NICE unable to recommend imatinib due to lack of clinical evidence
NICE has been unable to recommend imatinib (Glivec) as an adjuvant treatment for people who have had a gastrointestinal stromal tumour (GIST) removed and who are at risk of the cancer recurring.
There is evidence to show that giving imatinib after surgery, as adjuvant therapy, can delay the recurrence of GIST. However, there is currently a lack of evidence about key aspects of the clinical effectiveness of imatinib, in particular whether adjuvant imatinib extends life expectancy, how long treatment should be continued and whether resistance to imatinib develops. If resistance develops as a result of treatment after surgery, that could reduce the benefits of imatinib if a patient needs it at a later stage after their cancer has recurred. More mature evidence is expected to be available in 2011 and the Appraisal Committee has therefore recommended that the appraisal be considered for review once this information is available.
Andrew Dillon, Chief Executive of NICE said: “Although there is some evidence that imatinib may delay cancer recurring in certain people who have had surgery to remove their tumours, it is not clear that it increases survival or that it improves patients' quality of life. At around £19,500 per patient per year, this is an expensive drug, and we need to be more confident about how well it works and what its side-effects are before we consider recommending it for use in the NHS.
“The Appraisal Committee did, however, recommend that an early review date should be set for this appraisal so that evidence on the impact of adjuvant imatinib treatment on overall survival can be considered as soon as results from ongoing trials become available.
“NICE already recommends imatinib for patients with chronic myeloid leukaemia and for those with gastrointestinal stromal tumours that cannot be removed by surgery.”
Notes to Editors
About the guidance
1. View the final guidance on Imatinib as an adjuvant treatment for people after surgical removal of a GIST.
2. Gastrointestinal stromal tumours (sometimes called gastrointestinal soft tissue sarcomas) are a rare kind of tumour which predominantly occur in the stomach or bowel.

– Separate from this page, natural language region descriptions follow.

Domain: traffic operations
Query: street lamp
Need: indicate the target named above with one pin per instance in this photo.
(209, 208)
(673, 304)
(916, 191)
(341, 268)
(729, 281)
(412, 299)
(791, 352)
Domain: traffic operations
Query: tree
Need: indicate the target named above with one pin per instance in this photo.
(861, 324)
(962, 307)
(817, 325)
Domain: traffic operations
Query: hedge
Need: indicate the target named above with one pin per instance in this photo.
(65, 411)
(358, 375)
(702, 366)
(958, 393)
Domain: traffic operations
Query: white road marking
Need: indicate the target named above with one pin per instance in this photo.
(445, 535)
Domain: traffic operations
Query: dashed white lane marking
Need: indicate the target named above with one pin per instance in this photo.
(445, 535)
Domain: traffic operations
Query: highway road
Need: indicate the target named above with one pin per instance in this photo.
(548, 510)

Many of these tumours are benign, and those usually cause few symptoms. If they become malignant and are confined to one area of the stomach or bowel, they can often be removed surgically.

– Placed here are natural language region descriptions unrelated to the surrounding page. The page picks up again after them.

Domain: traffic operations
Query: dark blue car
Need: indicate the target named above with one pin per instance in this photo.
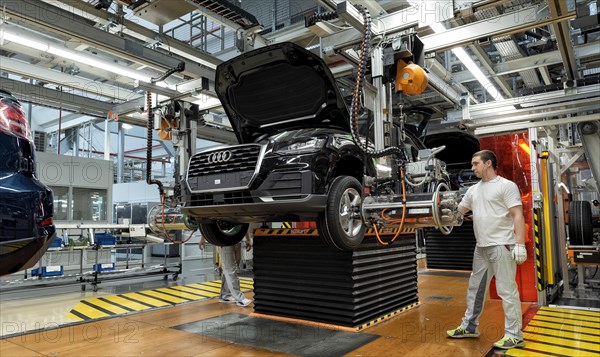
(26, 209)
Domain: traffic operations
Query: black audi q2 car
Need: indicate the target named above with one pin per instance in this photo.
(26, 227)
(296, 160)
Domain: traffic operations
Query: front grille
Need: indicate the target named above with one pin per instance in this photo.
(226, 198)
(243, 158)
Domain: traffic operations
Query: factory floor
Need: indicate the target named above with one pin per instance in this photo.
(178, 330)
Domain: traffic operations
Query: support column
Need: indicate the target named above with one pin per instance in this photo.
(120, 152)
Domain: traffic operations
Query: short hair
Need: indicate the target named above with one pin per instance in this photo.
(486, 155)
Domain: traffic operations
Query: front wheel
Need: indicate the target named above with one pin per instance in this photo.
(341, 226)
(224, 233)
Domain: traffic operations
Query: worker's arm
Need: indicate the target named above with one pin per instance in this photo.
(516, 213)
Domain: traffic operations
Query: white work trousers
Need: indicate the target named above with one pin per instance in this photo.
(230, 282)
(487, 262)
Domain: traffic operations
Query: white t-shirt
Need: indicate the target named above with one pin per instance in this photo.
(489, 201)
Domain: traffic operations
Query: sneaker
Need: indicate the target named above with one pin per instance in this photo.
(508, 342)
(460, 332)
(227, 299)
(245, 302)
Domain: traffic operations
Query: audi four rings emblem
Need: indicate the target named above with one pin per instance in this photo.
(221, 156)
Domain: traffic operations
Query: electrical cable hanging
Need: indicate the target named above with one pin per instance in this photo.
(365, 47)
(180, 67)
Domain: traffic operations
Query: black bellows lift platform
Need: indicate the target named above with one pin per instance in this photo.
(297, 276)
(454, 251)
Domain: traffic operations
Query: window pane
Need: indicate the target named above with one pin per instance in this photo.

The annual incidence of GISTs is estimated to be 14.5 per million population which equates to approximately 791 new cases per year in England and Wales (mid-2008 population). Of these, two thirds are considered to be resectable (from the manufacturer's submission).

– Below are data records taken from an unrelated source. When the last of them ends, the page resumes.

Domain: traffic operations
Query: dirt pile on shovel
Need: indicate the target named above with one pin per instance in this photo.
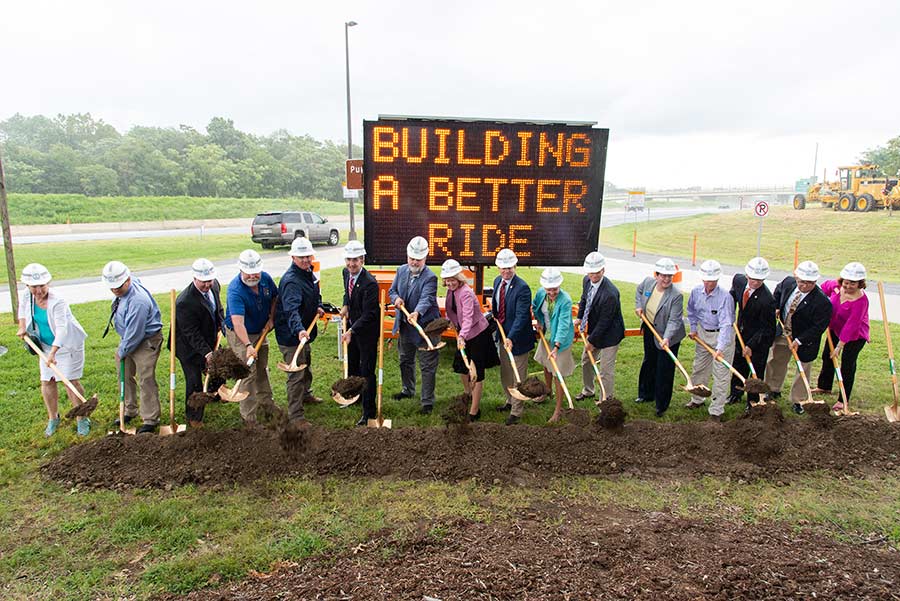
(84, 409)
(612, 414)
(225, 365)
(560, 550)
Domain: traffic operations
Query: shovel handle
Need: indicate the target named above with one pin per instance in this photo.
(593, 364)
(55, 369)
(509, 354)
(712, 352)
(887, 336)
(418, 327)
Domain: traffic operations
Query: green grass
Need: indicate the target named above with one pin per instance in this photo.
(27, 209)
(57, 543)
(830, 239)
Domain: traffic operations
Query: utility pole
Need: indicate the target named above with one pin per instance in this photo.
(7, 246)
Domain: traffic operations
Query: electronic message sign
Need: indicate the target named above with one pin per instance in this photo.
(473, 187)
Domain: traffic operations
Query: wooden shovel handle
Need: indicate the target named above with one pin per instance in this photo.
(55, 369)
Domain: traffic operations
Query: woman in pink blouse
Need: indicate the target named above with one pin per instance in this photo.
(849, 327)
(472, 332)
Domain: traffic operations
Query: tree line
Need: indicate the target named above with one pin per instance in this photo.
(80, 154)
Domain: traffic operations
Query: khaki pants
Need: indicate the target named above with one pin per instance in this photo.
(776, 370)
(257, 383)
(705, 363)
(606, 363)
(140, 365)
(508, 378)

3. In this case, adjuvant therapy is an additional treatment, given after surgery when all detectable GIST has been removed, but there remains a risk of tumour recurrence.
4. The National Institute for Health and Care Excellence (NICE) is the independent organisation responsible for providing national guidance on the promotion of good health and the prevention and treatment of ill health.
5. NICE produces guidance in three areas of health:
- public health - guidance on the promotion of good health and the prevention of ill health for those working in the NHS, local authorities and the wider public and voluntary sector
- health technologies - guidance on the use of new and existing medicines, treatments and procedures within the NHS
- clinical practice - guidance on the appropriate treatment and care of people with specific diseases and conditions within the NHS.